Abstract
Introduction:
Surface Guided Radiation Therapy (SGRT) enhances radiation therapy by providing real-time support without additional X-ray exposure. It ensures precise patient positioning, continuous monitoring, and motion management. However, closed-bore LINACs face optical line-of-sight challenges with ceiling-mounted SGRT systems.
Objective:
This study commissions the AlignRT InBore™ SGRT system on the Ethos™ LINAC at a Mumbai tertiary care center, evaluating accuracy, precision, reproducibility, and temporal stability.
Methods:
System Commissioning: 1) Acceptance tests per Vision RT’s Form 412: Camera calibration, setup validation, thermal stability, relative shift accuracy. Phantom measurements for performance assessment. 3) Deliberate rotational motion errors to test detection capability.
Results:
Comparison with Existing Systems: 1) Consistent with SGRT performance on Halcyon™ LINAC (Nguyen et al.). 2) Reliable mechanical and imaging test results. Patient-Specific QA: 1) 51 adaptive treatment sessions. 2) High gamma pass rates confirmed clinical efficacy. 3) Essential for Ethos™ LINAC, which lacks 6D couch correction.
Conclusion:
This study demonstrates successful SGRT integration with Ethos™, improving treatment accuracy, patient comfort, and efficiency in closed-bore LINACs, advancing radiation oncology in India.

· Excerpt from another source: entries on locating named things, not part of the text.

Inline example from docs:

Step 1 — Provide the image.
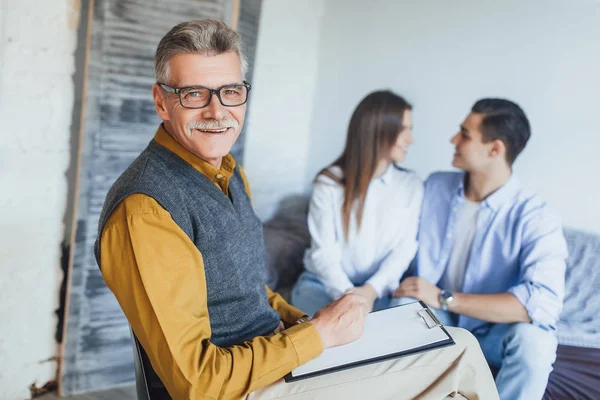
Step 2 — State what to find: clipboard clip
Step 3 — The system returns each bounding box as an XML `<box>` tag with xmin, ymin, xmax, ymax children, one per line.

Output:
<box><xmin>418</xmin><ymin>307</ymin><xmax>442</xmax><ymax>329</ymax></box>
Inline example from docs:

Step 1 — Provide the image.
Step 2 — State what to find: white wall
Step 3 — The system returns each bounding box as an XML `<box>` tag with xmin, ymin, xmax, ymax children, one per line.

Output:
<box><xmin>304</xmin><ymin>0</ymin><xmax>600</xmax><ymax>232</ymax></box>
<box><xmin>244</xmin><ymin>0</ymin><xmax>323</xmax><ymax>219</ymax></box>
<box><xmin>0</xmin><ymin>0</ymin><xmax>80</xmax><ymax>400</ymax></box>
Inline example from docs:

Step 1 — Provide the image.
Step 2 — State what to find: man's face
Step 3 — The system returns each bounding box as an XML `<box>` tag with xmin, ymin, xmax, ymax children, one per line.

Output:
<box><xmin>153</xmin><ymin>52</ymin><xmax>246</xmax><ymax>168</ymax></box>
<box><xmin>450</xmin><ymin>113</ymin><xmax>495</xmax><ymax>172</ymax></box>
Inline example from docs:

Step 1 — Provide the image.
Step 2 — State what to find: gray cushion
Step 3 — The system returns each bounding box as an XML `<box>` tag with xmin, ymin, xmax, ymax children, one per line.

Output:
<box><xmin>263</xmin><ymin>196</ymin><xmax>310</xmax><ymax>300</ymax></box>
<box><xmin>558</xmin><ymin>229</ymin><xmax>600</xmax><ymax>348</ymax></box>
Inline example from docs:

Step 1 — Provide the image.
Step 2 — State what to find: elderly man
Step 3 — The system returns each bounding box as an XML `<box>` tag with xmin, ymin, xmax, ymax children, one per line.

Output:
<box><xmin>96</xmin><ymin>20</ymin><xmax>497</xmax><ymax>399</ymax></box>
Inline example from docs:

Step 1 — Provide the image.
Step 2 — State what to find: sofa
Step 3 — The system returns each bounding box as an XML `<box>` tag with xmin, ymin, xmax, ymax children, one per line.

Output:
<box><xmin>263</xmin><ymin>196</ymin><xmax>600</xmax><ymax>400</ymax></box>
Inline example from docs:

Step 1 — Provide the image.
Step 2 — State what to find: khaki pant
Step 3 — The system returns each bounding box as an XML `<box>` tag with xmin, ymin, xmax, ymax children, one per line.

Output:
<box><xmin>247</xmin><ymin>328</ymin><xmax>498</xmax><ymax>400</ymax></box>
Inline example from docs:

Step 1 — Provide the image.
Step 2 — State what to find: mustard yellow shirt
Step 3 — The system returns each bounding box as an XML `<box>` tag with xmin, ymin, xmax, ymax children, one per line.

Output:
<box><xmin>100</xmin><ymin>127</ymin><xmax>323</xmax><ymax>399</ymax></box>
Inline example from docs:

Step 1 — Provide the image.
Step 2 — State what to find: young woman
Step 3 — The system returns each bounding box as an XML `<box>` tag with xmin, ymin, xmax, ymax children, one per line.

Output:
<box><xmin>291</xmin><ymin>91</ymin><xmax>423</xmax><ymax>315</ymax></box>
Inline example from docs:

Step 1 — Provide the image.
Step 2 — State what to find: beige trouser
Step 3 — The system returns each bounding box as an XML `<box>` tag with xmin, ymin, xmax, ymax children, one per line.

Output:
<box><xmin>247</xmin><ymin>328</ymin><xmax>498</xmax><ymax>400</ymax></box>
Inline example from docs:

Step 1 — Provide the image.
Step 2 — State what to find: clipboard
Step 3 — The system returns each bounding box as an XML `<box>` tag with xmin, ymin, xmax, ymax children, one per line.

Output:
<box><xmin>284</xmin><ymin>301</ymin><xmax>455</xmax><ymax>382</ymax></box>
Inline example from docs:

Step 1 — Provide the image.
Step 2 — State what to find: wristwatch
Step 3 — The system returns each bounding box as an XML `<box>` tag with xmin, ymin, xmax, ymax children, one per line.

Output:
<box><xmin>296</xmin><ymin>315</ymin><xmax>312</xmax><ymax>325</ymax></box>
<box><xmin>440</xmin><ymin>289</ymin><xmax>454</xmax><ymax>311</ymax></box>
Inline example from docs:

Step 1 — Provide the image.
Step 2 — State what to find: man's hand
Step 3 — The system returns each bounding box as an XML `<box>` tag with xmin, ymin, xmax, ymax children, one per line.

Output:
<box><xmin>346</xmin><ymin>283</ymin><xmax>377</xmax><ymax>312</ymax></box>
<box><xmin>392</xmin><ymin>276</ymin><xmax>442</xmax><ymax>308</ymax></box>
<box><xmin>311</xmin><ymin>293</ymin><xmax>369</xmax><ymax>348</ymax></box>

Keywords: Closed-bore LINAC, commissioning, surface guided radiotherapy
INTRODUCTION
Surface guided radiation therapy (SGRT) has significantly advanced the field of radiation therapy by providing real-time support during image-guided radiation therapy without the need for additional X-ray exposure. SGRT ensures precise patient positioning, continuous monitoring, and effective motion management, such as beam-gating during free-breathing or deep-inspiration breath-hold. It enhances the efficiency of patient setup compared to traditional tattoo markers, increases patient comfort by using open-faced masks, and reduces dependency on daily port or X-ray imaging.[1,2,3,4] However, closed bore linear accelerators face challenges with ceiling-mounted SGRT systems due to optical line-of-sight limitations, which impede motion tracking within the bore.[5]

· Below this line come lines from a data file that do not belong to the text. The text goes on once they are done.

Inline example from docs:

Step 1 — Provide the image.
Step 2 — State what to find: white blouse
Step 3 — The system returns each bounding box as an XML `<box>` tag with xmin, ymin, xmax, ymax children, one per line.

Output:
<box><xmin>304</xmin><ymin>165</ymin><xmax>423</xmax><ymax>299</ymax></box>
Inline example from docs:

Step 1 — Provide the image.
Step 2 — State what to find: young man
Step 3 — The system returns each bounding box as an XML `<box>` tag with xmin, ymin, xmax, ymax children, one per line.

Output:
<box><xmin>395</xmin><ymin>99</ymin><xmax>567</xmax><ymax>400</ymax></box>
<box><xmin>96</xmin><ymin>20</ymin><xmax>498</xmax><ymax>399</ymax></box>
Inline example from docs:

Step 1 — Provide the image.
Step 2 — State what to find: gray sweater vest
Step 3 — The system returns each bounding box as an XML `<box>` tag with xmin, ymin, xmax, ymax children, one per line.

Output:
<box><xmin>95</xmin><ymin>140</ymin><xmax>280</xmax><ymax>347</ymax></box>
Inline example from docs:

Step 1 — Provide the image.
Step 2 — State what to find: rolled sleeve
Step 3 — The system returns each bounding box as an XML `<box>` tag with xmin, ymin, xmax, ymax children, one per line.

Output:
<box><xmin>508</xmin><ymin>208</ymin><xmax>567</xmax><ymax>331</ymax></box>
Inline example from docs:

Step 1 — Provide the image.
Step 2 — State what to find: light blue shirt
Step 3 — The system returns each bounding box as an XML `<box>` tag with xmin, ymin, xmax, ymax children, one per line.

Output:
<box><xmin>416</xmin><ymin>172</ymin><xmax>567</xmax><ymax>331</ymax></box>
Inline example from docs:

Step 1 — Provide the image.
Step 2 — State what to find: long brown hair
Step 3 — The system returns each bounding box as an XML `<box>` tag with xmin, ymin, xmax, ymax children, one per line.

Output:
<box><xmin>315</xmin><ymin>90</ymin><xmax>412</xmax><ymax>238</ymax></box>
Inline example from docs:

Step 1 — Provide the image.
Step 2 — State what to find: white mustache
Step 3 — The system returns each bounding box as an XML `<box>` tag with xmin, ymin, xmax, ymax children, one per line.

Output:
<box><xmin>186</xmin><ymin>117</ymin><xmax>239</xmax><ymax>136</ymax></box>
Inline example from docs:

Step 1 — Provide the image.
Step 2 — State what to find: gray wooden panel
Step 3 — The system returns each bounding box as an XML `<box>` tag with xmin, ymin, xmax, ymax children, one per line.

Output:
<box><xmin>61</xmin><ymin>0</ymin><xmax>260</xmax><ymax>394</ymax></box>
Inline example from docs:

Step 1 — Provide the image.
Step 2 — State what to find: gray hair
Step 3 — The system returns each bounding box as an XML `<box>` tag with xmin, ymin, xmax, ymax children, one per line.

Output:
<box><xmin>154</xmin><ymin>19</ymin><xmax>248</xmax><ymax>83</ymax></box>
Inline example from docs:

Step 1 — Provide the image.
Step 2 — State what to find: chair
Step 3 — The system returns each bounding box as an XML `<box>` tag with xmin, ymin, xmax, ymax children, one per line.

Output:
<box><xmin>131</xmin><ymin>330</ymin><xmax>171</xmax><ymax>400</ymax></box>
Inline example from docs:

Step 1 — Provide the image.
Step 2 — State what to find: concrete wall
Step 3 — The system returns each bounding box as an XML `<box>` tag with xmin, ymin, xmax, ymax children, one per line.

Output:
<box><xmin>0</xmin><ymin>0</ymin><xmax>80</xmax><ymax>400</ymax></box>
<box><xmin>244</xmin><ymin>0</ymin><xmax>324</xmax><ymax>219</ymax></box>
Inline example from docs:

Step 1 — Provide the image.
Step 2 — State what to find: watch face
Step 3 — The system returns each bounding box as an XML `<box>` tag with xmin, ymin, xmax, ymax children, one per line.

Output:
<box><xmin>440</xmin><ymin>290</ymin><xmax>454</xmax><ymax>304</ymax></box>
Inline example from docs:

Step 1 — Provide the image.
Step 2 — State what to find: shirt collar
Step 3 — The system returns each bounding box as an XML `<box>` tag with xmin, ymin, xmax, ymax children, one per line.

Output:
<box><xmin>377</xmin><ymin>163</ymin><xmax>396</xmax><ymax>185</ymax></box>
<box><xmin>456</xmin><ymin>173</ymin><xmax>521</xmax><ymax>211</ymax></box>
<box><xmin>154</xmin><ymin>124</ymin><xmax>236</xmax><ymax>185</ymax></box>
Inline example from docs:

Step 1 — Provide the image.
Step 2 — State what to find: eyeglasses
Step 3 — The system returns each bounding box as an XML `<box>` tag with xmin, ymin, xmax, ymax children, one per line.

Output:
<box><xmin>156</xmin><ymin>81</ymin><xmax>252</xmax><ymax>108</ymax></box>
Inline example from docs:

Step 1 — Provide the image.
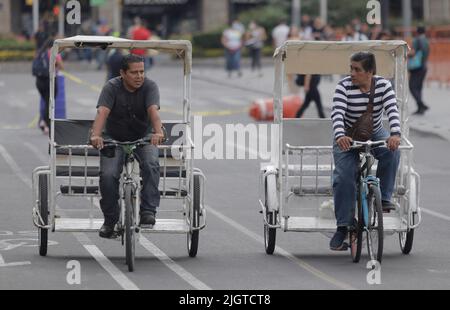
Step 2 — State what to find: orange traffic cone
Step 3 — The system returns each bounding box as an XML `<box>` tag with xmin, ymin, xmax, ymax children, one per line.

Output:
<box><xmin>249</xmin><ymin>95</ymin><xmax>303</xmax><ymax>121</ymax></box>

The authors aim to discuss the commissioning of the AlignRT InBore™ (AlignRT, Vision RT, London, UK) SGRT system on the Ethos™ Linear Accelerator system (a closed bore linear accelerator by Varian, Palo Alto, USA) at a tertiary care center in Mumbai, India during the period of May–June 2023.
MATERIALS AND METHODS
All tests and quality assurance (QA) procedures were conducted in accordance with the guidelines established in AAPM Task Group 147 (QA for nonradiographic localization and positioning systems) and AAPM Task Group 302 (surface guided radiotherapy protocols). These protocols ensure the accuracy, reproducibility, and safety of SGRT systems, with specific focus on the integration of advanced imaging technologies and patient setup verification.
Phantom measurements
Phantom measurements were performed to evaluate the system’s accuracy, precision, reproducibility, and temporal stability. The phantom was translated in lateral, longitudinal, and vertical directions and rotated around two axes (pitch, roll) using a precise, in-house built positioning stage.
Acceptance tests
Acceptance tests were conducted according to Vision RT Form 412.
System calibration
The calibration protocol includes daily, monthly, and MV radiation isocenter checks. Daily and monthly QA procedures ensure that the cameras are accurately aligned with the treatment isocenter. The monthly calibration requires a vendor-supplied calibration plate, consisting of a white slab with a 32 × 32 grid of black spots (“blobs”), each approximately 1 cm in diameteperipherr and spaced 2 cm apart. Four of these spots, located at the corners of a 10-blob square, are larger (1.7 cm in diameter) and numbered for reference. The daily QA also uses a calibration plate to verify that the cameras remain correctly positioned relative to each other since the previous calibration. MV isocenter calibration is not feasible with ring gantry systems, as the Ethos™ platform supports only Kilovoltage cone beam computed tomography (CBCT) imaging during treatment.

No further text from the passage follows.